Recently, it has been recognized that two specific phospholipids, phosphatylglycerol (PG) and phosphatidylinositol (PI), are very important to the biological process of lung maturation and that their determination in amniotic fluid aids in prediction of RDS. It is believed that PG analysis predicts the level of maturity more accurately than the L/S test. The presence of PG, even with an L/S ratio indicating lung immaturity predicts that the fetus will be free of RDS. PG and PI are present in blood in very small amounts. Therefore, assays detecting their presence in amniotic fluid will not suffer from contamination with blood.
In most normal pregnancies, PI increases after 30 weeks of gestation and peaks at 36-37 weeks. PG increases after 35 weeks and continues to increase beyond term. Initially, only Thin Layer Chromatography (TLC) methods were available for PG analysis. As in the case regarding TLC analysis of L/S ratios, the technique is subject to many variables, is difficult to perform and is very time consuming. In addition, PG determination requires additional steps beyond those needed for L/S ratios.
Because of these problems, several other assays for PG were proposed. Hana Biologics, Inc., 626 Bancroft Way, Berkley, Calif. 94710, has commercialized a biochemical immunologic agglutination test for determining the presence of PG (Amniostat-FLM). The assay is said to be specific, sensitive and fast. The results of the tests are not affected by blood or meconium contamination of fluid samples. However, since the assay is expressed as a negative, positive or strong positive for the presence of PG, it can be used only as a screening test, or as one in a series of tests performed to obtain a more thorough assessment of fetal lung maturity.

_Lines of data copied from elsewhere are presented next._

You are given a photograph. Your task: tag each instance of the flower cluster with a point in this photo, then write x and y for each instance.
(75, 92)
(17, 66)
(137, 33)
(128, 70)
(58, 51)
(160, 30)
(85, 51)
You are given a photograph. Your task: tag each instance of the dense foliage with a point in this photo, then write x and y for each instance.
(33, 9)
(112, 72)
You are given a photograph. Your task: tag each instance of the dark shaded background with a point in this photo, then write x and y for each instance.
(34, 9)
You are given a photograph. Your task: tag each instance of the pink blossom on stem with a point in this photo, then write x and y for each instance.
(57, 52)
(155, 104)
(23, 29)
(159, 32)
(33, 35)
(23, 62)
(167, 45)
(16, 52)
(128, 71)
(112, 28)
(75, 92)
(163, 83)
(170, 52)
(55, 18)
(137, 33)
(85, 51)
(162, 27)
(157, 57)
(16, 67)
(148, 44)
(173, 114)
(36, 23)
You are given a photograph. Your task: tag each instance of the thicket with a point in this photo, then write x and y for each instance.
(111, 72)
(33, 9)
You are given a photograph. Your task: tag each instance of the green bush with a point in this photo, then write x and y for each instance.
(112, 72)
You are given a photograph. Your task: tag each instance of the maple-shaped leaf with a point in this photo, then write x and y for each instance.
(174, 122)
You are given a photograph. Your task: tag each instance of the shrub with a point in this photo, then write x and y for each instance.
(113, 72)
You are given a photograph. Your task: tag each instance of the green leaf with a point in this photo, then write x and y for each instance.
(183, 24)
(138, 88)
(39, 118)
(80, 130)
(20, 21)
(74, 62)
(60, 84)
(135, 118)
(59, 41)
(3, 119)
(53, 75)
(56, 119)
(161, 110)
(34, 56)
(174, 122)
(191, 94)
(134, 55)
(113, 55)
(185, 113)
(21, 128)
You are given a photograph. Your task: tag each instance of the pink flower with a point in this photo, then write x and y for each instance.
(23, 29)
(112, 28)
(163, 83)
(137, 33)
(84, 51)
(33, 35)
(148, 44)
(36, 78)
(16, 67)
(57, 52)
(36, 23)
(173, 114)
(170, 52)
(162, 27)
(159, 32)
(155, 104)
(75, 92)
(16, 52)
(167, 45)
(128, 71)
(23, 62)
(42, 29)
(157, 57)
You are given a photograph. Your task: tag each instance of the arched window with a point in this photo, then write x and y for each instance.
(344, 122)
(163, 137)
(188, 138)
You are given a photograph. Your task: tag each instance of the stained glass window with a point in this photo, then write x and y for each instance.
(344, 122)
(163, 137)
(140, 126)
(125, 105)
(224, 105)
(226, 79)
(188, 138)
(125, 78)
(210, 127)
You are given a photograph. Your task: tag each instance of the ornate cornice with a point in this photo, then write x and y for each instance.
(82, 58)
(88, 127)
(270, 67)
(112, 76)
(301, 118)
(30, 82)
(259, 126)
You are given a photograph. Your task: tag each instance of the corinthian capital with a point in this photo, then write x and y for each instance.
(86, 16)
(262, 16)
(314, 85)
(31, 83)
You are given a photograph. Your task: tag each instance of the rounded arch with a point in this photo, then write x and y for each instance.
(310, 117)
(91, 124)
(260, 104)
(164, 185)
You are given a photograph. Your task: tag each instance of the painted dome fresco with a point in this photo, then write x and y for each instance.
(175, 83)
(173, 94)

A major limitation of this procedure is that it relies on biological reagents which are labile and require careful storage conditions. In addition, the agglutination reaction is temperature dependent and not all specimens will produce agglutination patterns identical to the equivalent control reaction. Special care has to be taken when looking for "clearing in the background" of the agglutination reaction, otherwise a false positive interpretation may be obtained. Recently, a new enzymatic method for quantitating PG in amniotic fluid has been offered by ISOLAB Inc., Akron, Ohio.
There is no commercial procedure, however, which incorporates the determination of PI for evaluating lung maturation. There is also a growing number of investigators and hospitals who assay for more than one phospholipid when assessing fetal pulmonary maturity. Thus the sum of all surface active phospholipids, a combination of the L/S ratio and PG determination and the total phospholipid concentration in the lamellar body fraction of amniotic fluid are being used.

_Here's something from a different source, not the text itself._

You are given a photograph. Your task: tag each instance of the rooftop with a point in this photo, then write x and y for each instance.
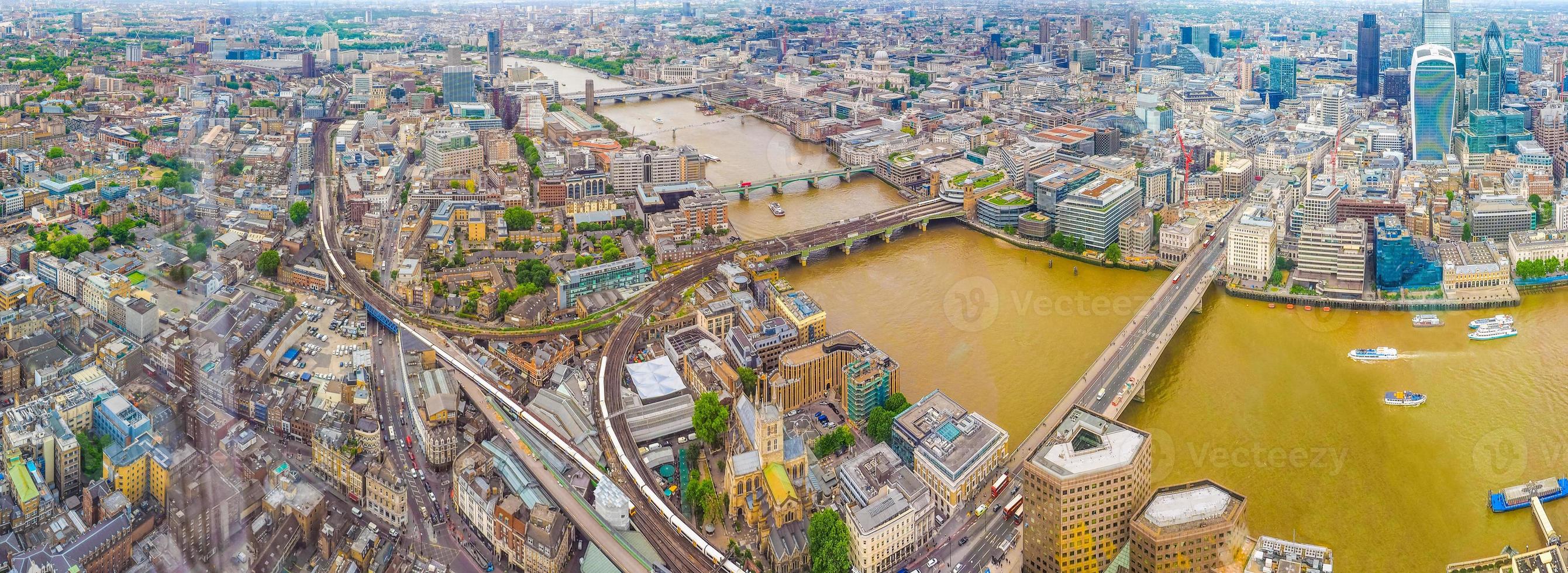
(1087, 444)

In summary, the current methods used in prediction of lung maturity suffer from one or more of the following disadvantages: they require technical expertise and expensive instrumentation; they are time-consuming; they lack specificity and sensitivity and use unstable biological reagents, and/or they are at best only semiquantitative. All this is reflected in inconsistent data and large expenses per test.
Therefore, a great need exists for a rapid, simple, inexpensive, and accurate test for the evaluation of the lipid content of biological fluids, for example, the evaluation of amniotic fluid, which information is used in the prediction of fetal pulmonary maturity.